What is the controversy with EBU Eurovision Song Contest? ›

A separate controversy erupted regarding the lyrics of the song Israel had originally submitted the 2024 contest, "October Rain". The EBU ruled that the song was in violation of the rules, as its lyrics made reference to the 7 October attack on Israel by Hamas-led Palestinian militants.

Why are people unhappy with EBU? ›

Calls for Israel to be removed from the 2024 Eurovision Song Contest began last year. As the conflict in the Middle East has continued, many fans have been putting pressure on the European Broadcasting Union (EBU), who help produce Eurovision ever year, to rescind Israel's invitation.

Why did Italy quit Eurovision? ›

From 1994 to 1996, Italy withdrew again, with RAI citing a lack of interest in participating. Italy returned in 1997, before withdrawing again without explanation, and the country did not participate again until 2011. None of the 20th century Eurovision-winning songs were particularly successful in the Italian charts.

Is Russia banned from Eurovision 2024? ›

Russia has been banned from the contest for the last two years, with the European Broadcasting Union (EBU) saying it was removed from the competition after repeatedly using its broadcasting channels as a tool for political propaganda.

Is any country boycotting Eurovision? ›

As yet, no country's participants have announced a boycott of the contest, in spite of continued pressure by critics who take issue with Israel's participation. In March, more than 450 queer artists, musicians and writers signed a letter calling for the UK's entry Olly Alexander to boycott this year's competition.

Why was Israel invited to Eurovision? ›

Israel has participated in the Eurovision Song Contest 46 times since making its debut in 1973. Israel was able to enter the contest as the Israel Broadcasting Authority (IBA) was an active member of the European Broadcasting Union (EBU), which was responsible for the event.

Who was disqualified from Eurovision 2024? ›

Joost Klein was kicked out of the competition after allegedly making verbal threats to a female production worker during last month's event in Malmo. How did Eurovision 2024 unfold?
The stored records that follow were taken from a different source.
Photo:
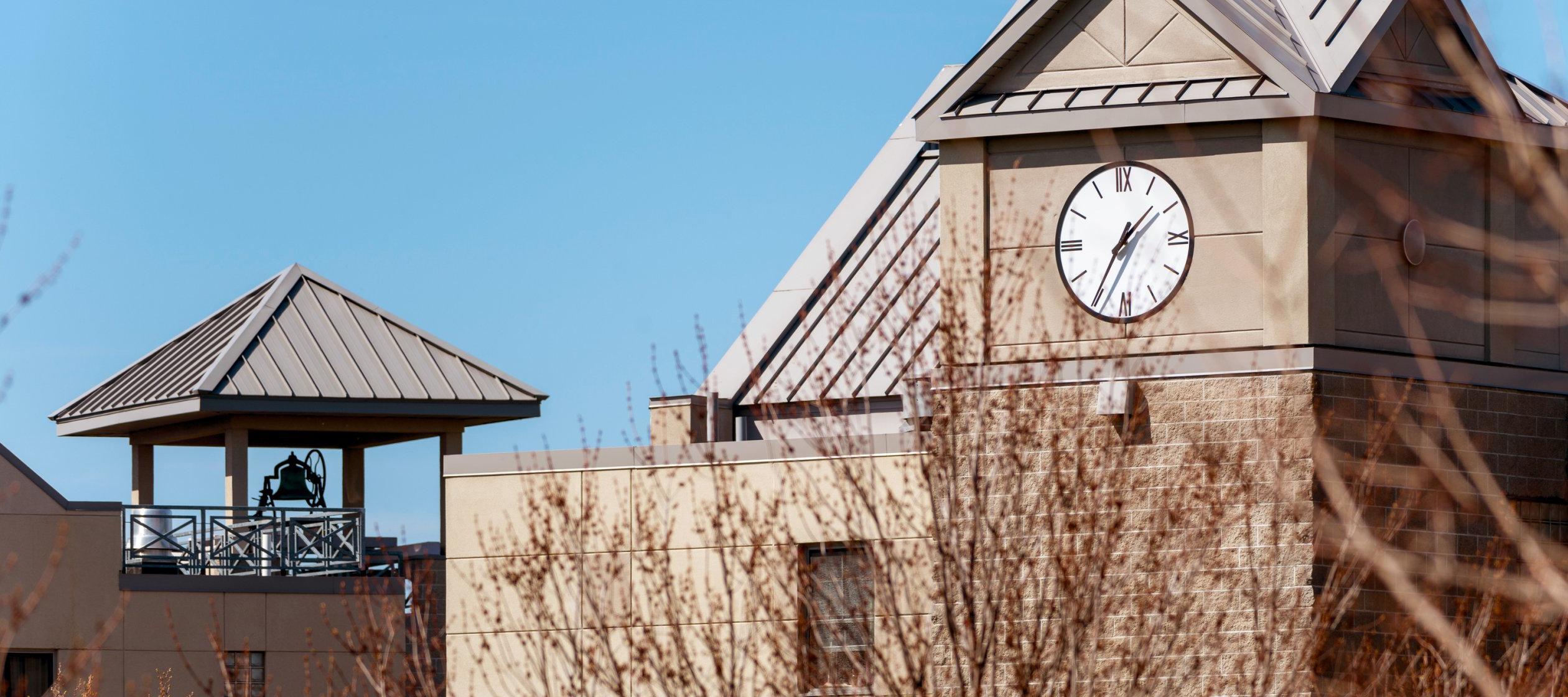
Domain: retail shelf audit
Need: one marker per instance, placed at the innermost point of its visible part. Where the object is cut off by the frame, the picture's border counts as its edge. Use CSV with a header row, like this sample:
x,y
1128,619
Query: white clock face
x,y
1125,242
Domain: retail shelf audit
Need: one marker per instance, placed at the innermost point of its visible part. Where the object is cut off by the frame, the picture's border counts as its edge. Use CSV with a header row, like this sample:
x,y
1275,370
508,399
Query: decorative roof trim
x,y
957,91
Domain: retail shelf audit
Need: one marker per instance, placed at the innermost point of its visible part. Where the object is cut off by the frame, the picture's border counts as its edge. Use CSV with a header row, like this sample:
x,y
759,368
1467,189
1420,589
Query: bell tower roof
x,y
302,357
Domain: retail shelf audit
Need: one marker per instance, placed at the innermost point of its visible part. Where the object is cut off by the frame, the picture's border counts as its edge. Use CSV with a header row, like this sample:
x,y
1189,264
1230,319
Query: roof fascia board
x,y
419,334
253,325
162,346
1440,121
990,55
1120,118
1253,50
103,424
223,404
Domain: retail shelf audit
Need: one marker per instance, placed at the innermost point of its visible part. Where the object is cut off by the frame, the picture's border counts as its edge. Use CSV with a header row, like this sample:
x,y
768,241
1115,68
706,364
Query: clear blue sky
x,y
554,187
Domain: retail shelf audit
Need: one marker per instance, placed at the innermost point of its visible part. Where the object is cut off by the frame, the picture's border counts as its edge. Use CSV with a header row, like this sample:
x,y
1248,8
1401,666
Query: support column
x,y
450,445
142,475
353,478
236,467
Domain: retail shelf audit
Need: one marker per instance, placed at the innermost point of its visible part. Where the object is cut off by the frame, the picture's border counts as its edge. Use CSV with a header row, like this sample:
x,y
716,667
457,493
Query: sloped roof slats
x,y
142,380
291,367
875,296
330,341
880,343
297,334
422,363
827,317
358,346
261,362
861,289
393,358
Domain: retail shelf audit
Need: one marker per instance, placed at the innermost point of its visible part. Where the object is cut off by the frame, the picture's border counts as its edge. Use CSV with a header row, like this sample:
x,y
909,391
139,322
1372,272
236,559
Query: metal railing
x,y
213,541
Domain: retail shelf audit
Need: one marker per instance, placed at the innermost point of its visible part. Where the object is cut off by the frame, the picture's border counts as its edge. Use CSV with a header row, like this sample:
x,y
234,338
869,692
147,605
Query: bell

Why is Israel a member of the EBU? ›

Why is Israel still a Member of the EBU when Russia was suspended? As a non-political organization, the EBU's role is to support public service broadcasters throughout Europe and the Middle East. The Israel public service broadcaster has been a member of the EBU for over 60 years.

Will Russia be in Eurovision 2024? ›

Romania: The country has been a regular competitor at Eurovision but has decided to sit out the 2024 contest. Russia: The country was excluded from Eurovision due to the invasion of Ukraine in early 2022.

Top Articles
Latest Posts
Article information

Author: Tyson Zemlak

Last Updated:

Views: 5505

Rating: 4.2 / 5 (43 voted)

Reviews: 90% of readers found this page helpful

Author information

Name: Tyson Zemlak

Birthday: 1992-03-17

Address: Apt. 662 96191 Quigley Dam, Kubview, MA 42013

Phone: +441678032891

Job: Community-Services Orchestrator

Hobby: Coffee roasting, Calligraphy, Metalworking, Fashion, Vehicle restoration, Shopping, Photography

Introduction: My name is Tyson Zemlak, I am a excited, light, sparkling, super, open, fair, magnificent person who loves writing and wants to share my knowledge and understanding with you.